Wegen Chelsea: Schürrle kritisiert Bayer
Von Christian Stüwe
München - Das Angebot war verlockend, doch Bayer Leverkusen lehnte die Offerte des FC Chelsea über 25 Millionen Euro für Andre Schürrle konsequent ab.
Schürrle sei sportlich zu wertvoll, erklärte Geschäftsführer Wolfgang Holzhäuser, auch der Nationalspieler habe "klar zu erkennen gegeben, dass er gerne bei uns bleiben würde."

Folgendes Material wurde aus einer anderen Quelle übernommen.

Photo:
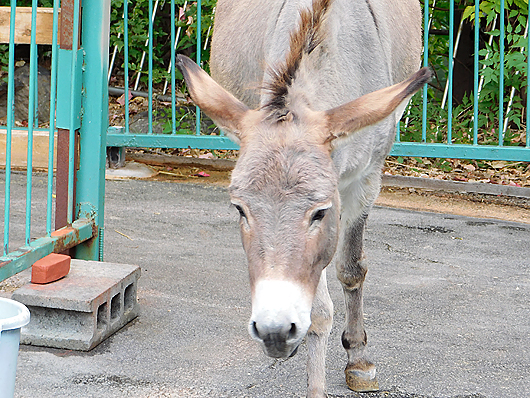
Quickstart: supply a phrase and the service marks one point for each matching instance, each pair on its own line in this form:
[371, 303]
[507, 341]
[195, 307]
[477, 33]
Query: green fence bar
[90, 187]
[126, 59]
[199, 46]
[450, 73]
[31, 115]
[150, 67]
[528, 85]
[172, 138]
[51, 131]
[425, 63]
[10, 111]
[475, 74]
[501, 75]
[172, 67]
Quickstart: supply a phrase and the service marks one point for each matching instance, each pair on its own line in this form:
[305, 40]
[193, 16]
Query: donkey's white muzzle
[281, 316]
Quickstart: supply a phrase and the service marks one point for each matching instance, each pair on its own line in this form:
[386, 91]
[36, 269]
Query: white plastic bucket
[13, 315]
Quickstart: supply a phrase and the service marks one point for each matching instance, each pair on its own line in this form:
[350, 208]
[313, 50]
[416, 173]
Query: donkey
[310, 91]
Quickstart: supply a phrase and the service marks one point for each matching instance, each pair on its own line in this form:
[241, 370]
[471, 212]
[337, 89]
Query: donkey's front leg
[360, 372]
[317, 340]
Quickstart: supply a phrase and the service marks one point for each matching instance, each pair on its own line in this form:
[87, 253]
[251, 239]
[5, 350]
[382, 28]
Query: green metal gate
[77, 117]
[416, 136]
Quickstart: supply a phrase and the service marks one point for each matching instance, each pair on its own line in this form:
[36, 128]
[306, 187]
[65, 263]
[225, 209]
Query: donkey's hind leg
[317, 340]
[360, 372]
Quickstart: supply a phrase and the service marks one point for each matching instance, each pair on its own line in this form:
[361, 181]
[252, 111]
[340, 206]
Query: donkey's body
[303, 194]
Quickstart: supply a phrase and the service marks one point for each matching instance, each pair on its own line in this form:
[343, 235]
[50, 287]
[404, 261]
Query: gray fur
[288, 172]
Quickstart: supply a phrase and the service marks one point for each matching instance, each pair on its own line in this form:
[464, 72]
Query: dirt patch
[465, 204]
[470, 205]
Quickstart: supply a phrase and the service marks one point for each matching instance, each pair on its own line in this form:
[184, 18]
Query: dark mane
[304, 39]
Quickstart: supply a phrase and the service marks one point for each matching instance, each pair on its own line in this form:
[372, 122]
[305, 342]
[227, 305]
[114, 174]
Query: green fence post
[90, 188]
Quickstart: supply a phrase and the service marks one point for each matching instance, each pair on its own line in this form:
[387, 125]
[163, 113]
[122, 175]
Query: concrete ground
[447, 307]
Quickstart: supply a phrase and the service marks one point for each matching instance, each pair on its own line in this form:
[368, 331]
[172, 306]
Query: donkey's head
[284, 187]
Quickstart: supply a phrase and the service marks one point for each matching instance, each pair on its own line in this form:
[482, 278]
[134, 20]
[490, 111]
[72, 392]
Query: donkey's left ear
[372, 108]
[221, 106]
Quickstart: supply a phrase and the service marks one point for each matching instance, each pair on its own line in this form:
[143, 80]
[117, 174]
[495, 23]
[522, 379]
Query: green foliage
[514, 64]
[138, 30]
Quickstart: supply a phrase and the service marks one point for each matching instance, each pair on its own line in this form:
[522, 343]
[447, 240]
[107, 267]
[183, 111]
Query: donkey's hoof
[360, 376]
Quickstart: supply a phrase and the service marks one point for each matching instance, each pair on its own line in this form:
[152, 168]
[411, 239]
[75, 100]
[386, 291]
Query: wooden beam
[23, 25]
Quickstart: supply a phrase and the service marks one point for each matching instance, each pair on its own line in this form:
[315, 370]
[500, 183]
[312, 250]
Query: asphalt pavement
[447, 307]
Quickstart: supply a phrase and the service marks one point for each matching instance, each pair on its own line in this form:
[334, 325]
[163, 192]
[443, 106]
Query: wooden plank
[23, 25]
[19, 149]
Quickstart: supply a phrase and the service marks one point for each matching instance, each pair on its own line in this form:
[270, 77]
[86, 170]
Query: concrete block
[50, 268]
[81, 310]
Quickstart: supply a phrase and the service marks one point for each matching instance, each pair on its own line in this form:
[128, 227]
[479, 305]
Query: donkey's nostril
[255, 330]
[292, 331]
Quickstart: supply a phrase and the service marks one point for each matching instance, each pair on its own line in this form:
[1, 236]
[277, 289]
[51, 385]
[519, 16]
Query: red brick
[50, 268]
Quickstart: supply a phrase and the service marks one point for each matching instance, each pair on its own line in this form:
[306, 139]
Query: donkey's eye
[241, 211]
[318, 215]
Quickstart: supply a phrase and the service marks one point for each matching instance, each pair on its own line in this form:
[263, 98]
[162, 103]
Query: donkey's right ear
[221, 106]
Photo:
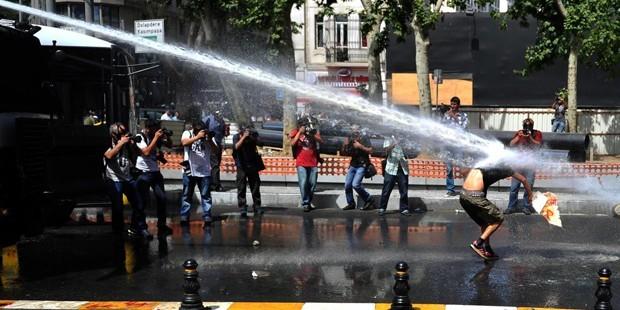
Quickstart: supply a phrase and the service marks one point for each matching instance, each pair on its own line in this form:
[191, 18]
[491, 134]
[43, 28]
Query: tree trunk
[572, 89]
[236, 98]
[375, 82]
[421, 62]
[287, 61]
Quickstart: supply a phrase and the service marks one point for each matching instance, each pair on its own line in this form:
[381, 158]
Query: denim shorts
[481, 210]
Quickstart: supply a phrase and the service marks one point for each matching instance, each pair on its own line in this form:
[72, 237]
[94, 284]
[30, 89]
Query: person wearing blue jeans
[396, 170]
[189, 183]
[450, 179]
[515, 184]
[305, 140]
[359, 148]
[559, 125]
[118, 163]
[526, 140]
[353, 181]
[197, 148]
[307, 177]
[152, 137]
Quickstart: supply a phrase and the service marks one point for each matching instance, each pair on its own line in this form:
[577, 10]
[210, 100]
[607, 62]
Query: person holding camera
[305, 140]
[358, 147]
[558, 123]
[214, 123]
[150, 139]
[198, 145]
[118, 161]
[455, 118]
[481, 210]
[248, 163]
[396, 170]
[527, 140]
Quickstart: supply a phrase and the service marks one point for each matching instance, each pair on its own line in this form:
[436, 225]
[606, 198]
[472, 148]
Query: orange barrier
[337, 166]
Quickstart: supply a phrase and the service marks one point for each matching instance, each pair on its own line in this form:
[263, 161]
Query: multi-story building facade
[332, 51]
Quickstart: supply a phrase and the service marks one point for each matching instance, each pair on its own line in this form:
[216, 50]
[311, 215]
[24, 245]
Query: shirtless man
[481, 210]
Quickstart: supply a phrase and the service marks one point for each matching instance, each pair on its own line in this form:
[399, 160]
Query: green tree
[273, 19]
[418, 16]
[580, 30]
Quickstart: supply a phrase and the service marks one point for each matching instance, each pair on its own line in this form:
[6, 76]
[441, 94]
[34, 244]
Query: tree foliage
[590, 26]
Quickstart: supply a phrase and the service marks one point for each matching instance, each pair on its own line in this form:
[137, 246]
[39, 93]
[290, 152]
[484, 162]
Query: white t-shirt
[118, 168]
[198, 154]
[146, 163]
[166, 117]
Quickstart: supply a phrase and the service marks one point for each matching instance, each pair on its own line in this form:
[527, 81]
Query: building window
[73, 10]
[106, 15]
[342, 30]
[319, 38]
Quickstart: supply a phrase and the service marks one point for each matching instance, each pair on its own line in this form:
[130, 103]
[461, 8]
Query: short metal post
[401, 299]
[191, 286]
[603, 292]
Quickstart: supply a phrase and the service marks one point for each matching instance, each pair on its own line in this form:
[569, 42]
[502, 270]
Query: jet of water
[421, 128]
[431, 134]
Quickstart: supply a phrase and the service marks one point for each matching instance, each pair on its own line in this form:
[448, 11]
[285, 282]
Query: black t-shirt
[246, 157]
[492, 175]
[359, 158]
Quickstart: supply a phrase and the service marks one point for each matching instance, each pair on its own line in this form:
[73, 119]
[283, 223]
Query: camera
[528, 129]
[135, 139]
[167, 132]
[311, 125]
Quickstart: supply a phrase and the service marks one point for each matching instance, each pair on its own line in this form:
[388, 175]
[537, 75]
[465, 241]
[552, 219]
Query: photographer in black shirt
[248, 163]
[358, 147]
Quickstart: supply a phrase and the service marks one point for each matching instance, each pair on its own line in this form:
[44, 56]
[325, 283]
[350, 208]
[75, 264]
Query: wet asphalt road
[325, 255]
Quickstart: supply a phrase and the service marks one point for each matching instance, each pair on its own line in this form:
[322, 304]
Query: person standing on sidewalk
[526, 140]
[151, 139]
[457, 119]
[216, 126]
[197, 146]
[396, 170]
[118, 160]
[473, 199]
[358, 147]
[558, 124]
[304, 140]
[248, 163]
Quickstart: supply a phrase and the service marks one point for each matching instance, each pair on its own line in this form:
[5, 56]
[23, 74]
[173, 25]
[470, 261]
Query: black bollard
[191, 286]
[603, 292]
[401, 299]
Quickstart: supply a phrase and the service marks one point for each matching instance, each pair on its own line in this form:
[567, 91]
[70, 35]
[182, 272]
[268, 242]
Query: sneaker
[350, 206]
[139, 233]
[491, 253]
[369, 205]
[481, 251]
[451, 194]
[207, 222]
[164, 231]
[418, 210]
[510, 211]
[258, 210]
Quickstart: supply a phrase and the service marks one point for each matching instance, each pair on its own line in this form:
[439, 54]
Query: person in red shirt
[527, 139]
[304, 140]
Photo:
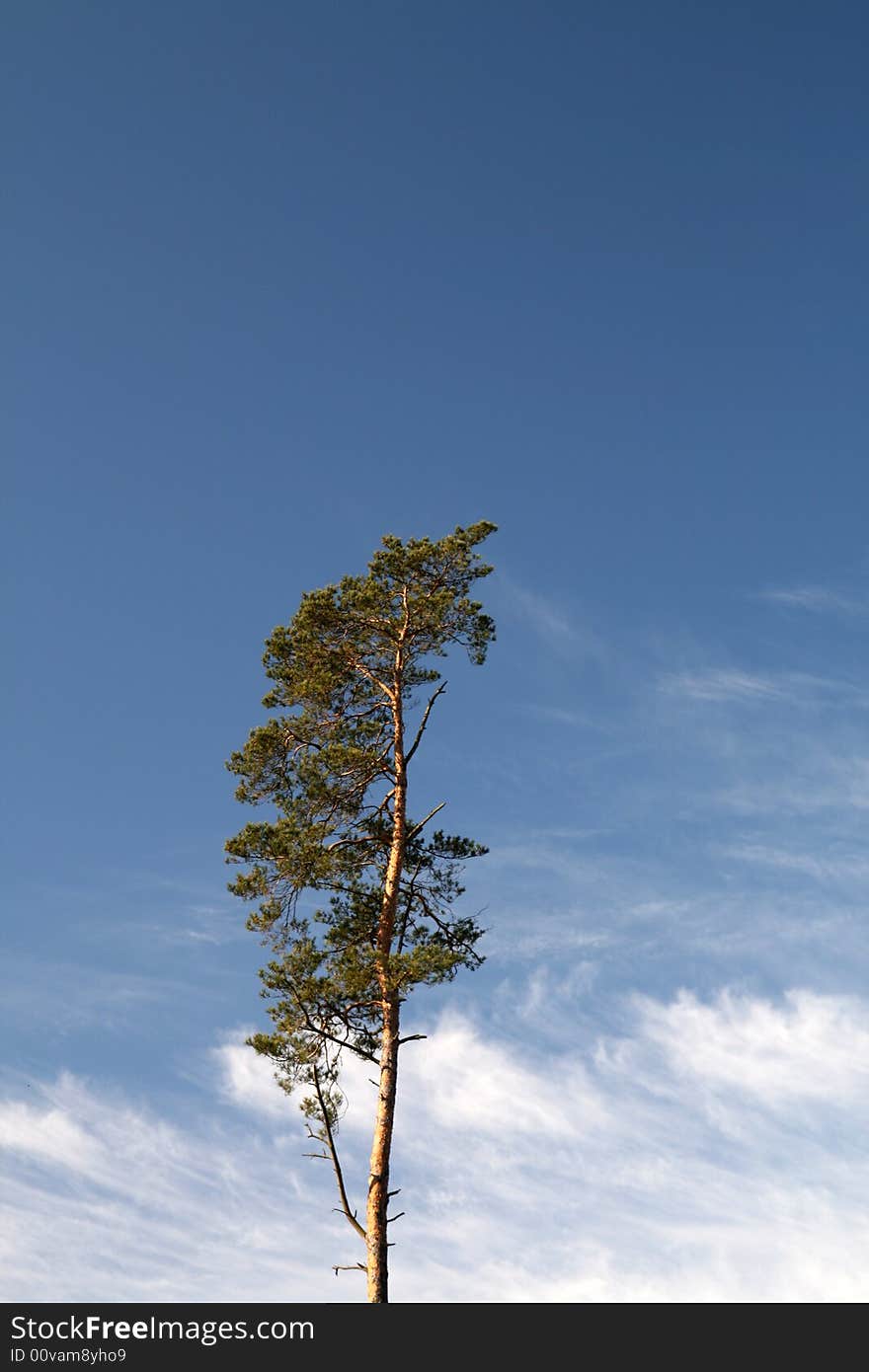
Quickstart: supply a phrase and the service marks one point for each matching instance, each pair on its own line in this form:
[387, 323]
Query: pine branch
[423, 722]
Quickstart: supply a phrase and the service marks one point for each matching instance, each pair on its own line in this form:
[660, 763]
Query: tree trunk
[379, 1176]
[382, 1143]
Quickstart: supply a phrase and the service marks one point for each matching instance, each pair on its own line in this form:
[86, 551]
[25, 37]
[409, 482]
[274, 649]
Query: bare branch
[330, 1143]
[423, 822]
[423, 722]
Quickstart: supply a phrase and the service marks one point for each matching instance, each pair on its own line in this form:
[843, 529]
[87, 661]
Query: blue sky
[280, 280]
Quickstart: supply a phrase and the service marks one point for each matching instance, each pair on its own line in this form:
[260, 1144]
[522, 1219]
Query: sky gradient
[281, 280]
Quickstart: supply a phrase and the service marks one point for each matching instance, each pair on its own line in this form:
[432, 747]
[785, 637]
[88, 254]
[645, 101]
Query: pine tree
[333, 766]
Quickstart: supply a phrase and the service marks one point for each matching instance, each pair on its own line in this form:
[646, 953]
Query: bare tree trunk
[379, 1178]
[382, 1143]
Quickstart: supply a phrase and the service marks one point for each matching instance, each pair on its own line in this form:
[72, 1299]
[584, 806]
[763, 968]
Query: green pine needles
[333, 767]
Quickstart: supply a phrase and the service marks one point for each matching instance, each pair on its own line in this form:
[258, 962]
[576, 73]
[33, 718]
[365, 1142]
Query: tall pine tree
[333, 766]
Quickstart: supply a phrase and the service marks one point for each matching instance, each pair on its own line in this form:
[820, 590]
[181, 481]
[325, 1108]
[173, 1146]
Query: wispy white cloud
[562, 632]
[822, 866]
[711, 1151]
[728, 685]
[720, 683]
[817, 600]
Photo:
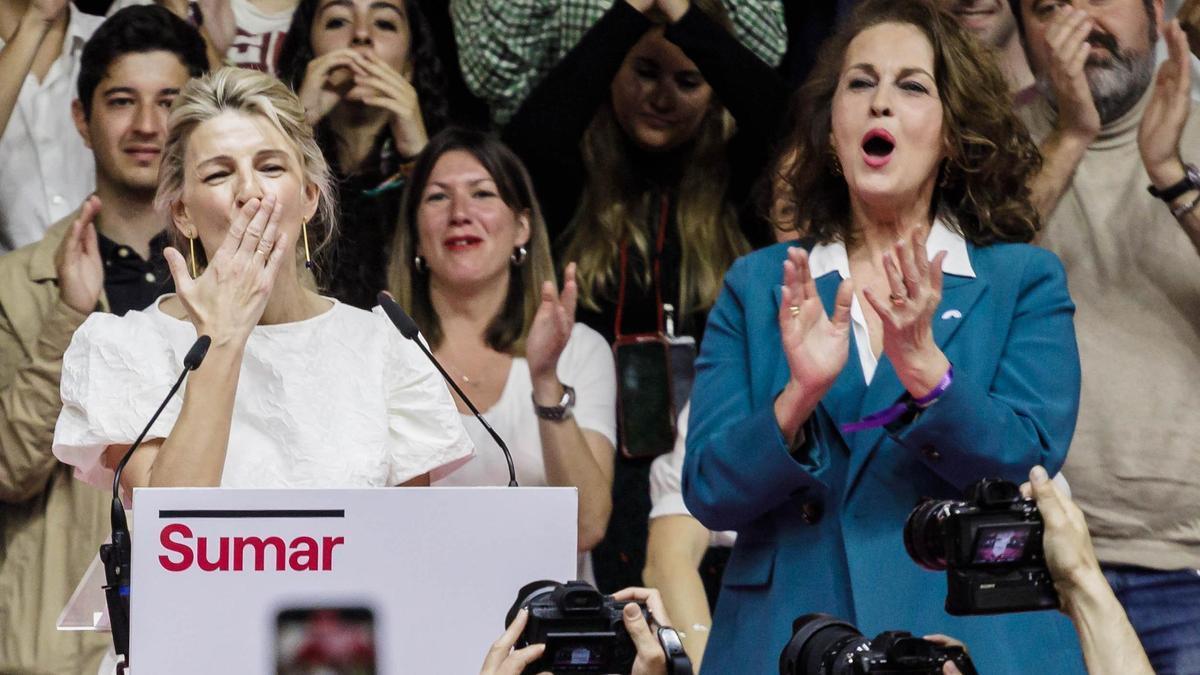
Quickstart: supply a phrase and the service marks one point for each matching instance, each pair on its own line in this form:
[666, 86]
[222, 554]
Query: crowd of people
[754, 276]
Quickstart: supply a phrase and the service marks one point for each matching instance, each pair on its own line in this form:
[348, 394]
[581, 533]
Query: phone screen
[325, 640]
[647, 424]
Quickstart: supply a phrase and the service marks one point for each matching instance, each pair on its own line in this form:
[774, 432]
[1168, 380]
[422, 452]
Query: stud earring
[307, 256]
[519, 256]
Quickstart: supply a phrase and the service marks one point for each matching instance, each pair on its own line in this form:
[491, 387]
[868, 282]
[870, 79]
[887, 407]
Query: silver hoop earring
[519, 256]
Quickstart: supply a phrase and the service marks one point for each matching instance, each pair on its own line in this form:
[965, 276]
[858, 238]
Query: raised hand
[1162, 125]
[48, 11]
[675, 10]
[551, 327]
[327, 81]
[1067, 39]
[228, 298]
[382, 87]
[907, 314]
[1189, 21]
[816, 346]
[77, 261]
[1067, 542]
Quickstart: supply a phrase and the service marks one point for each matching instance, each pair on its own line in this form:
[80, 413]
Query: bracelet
[894, 412]
[1185, 209]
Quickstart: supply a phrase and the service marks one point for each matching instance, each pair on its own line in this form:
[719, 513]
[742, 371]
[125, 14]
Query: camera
[583, 631]
[825, 645]
[990, 547]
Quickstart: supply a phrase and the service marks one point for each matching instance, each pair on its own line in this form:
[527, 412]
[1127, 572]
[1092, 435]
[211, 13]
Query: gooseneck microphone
[408, 328]
[117, 554]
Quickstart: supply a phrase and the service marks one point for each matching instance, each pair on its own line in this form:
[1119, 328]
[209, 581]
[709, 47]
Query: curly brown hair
[983, 185]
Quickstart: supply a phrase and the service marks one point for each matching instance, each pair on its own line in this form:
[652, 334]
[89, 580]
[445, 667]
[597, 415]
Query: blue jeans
[1164, 609]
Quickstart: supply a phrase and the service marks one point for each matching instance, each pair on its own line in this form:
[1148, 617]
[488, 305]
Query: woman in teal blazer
[916, 282]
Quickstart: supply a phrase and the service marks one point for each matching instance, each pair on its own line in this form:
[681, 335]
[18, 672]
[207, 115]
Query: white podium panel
[436, 568]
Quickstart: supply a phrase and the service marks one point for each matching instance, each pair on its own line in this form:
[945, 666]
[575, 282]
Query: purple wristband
[894, 412]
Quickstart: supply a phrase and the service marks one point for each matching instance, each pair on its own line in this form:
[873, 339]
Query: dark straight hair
[137, 30]
[411, 287]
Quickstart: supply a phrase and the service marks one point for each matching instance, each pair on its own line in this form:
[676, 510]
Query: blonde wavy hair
[250, 93]
[615, 209]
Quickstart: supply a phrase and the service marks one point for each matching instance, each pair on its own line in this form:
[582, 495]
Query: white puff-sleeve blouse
[339, 400]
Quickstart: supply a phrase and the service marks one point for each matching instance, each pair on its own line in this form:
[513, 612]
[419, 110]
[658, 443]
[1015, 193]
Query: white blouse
[587, 365]
[339, 400]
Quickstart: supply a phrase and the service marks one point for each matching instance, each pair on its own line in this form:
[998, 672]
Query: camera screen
[1001, 544]
[580, 651]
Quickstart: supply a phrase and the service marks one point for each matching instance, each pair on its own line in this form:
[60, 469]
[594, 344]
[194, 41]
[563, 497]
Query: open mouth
[877, 147]
[461, 243]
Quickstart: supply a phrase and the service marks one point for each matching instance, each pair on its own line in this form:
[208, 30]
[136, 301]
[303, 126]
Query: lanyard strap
[664, 211]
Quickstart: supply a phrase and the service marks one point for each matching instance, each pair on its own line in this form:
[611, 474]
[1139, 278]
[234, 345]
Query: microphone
[408, 328]
[117, 554]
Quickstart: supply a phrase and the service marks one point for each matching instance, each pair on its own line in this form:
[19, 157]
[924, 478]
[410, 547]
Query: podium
[430, 571]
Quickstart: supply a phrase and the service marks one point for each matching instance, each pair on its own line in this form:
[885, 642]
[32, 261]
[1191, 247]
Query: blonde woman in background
[297, 389]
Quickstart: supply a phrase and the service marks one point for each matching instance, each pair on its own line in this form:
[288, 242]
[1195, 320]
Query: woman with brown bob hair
[472, 263]
[917, 345]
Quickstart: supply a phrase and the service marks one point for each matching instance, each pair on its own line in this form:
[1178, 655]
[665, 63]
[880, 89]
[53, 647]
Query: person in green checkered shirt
[507, 47]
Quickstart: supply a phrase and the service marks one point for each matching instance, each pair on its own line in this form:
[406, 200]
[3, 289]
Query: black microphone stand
[408, 328]
[118, 553]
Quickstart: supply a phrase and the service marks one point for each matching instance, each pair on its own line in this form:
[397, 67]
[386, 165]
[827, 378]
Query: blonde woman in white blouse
[297, 389]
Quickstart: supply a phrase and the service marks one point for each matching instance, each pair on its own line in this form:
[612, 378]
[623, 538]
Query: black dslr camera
[990, 547]
[823, 645]
[583, 631]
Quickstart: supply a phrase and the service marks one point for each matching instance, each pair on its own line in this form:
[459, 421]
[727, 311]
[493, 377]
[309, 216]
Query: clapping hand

Doch so klar war das offenbar nicht. "Chelsea wäre für mich sehr interessant gewesen", sagte der Nationalspieler im Interview mit dem "kicker".
"So eine Chance bekommt man nicht oft im Leben", führte Schürrle weiter aus: "Ich denke, man fände in der Bundesliga kaum einen Spieler, der sagen würde: Das interessiert mich überhaupt nicht."
Einigung in greifbarer Nähe
Der Nationalspieler berichtet von konkreten Verhandlungen mit Chelsea, eine Einigung mit den Blues sei absehbar gewesen.
Allerdings sei Bayer nicht bereit gewesen, ihn abzugeben.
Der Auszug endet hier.